The 12 Faces of Autism
A Gene-Phenotype Atlas
Research Data Only - Not For Clinical Use
This resource contains literature-derived associations, NOT clinical data. It cannot provide penetrance estimates, severity predictions, or diagnostic guidance. Absence of a gene-phenotype link means "not reported in literature," not "clinically absent." See Methods → Critical Limitations before interpreting any data.
Autism is not one condition. It's twelve.
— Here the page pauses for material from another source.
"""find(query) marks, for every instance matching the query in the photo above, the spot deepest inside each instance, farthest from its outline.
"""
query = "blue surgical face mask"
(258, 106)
AI analysis of 1,000+ papers reveals distinct genetic subtypes with unique symptom profiles
What We Did: A Plain-Language Summary
Purpose
Autism spectrum disorder (ASD) is incredibly diverse - no two individuals present exactly the same way. We wanted to see if we could identify distinct subtypes of autism based on which symptoms tend to occur together in people with specific gene variants.
Methods
We used AI to read over 1,000 scientific papers about genes from the SFARI autism database, extracting which symptoms (like seizures, language delay, or intellectual disability) were reported for each gene. Then we used a clustering algorithm to group the 241 genes with sufficient data by their symptom profiles.
Results
We found 12 distinct clusters - 6 major and 6 minor subtypes. For example, one cluster features mostly intellectual disability, another shows seizures with language problems, and another has behavioral/anxiety features. Machine learning correctly predicted cluster membership 86% of the time, suggesting these are real patterns.
Conclusion
Autism isn't one condition - it's many. Different genes tend to cause different constellations of symptoms. This could eventually help doctors predict what to watch for based on a patient's genetic results, though much more research is needed before clinical use.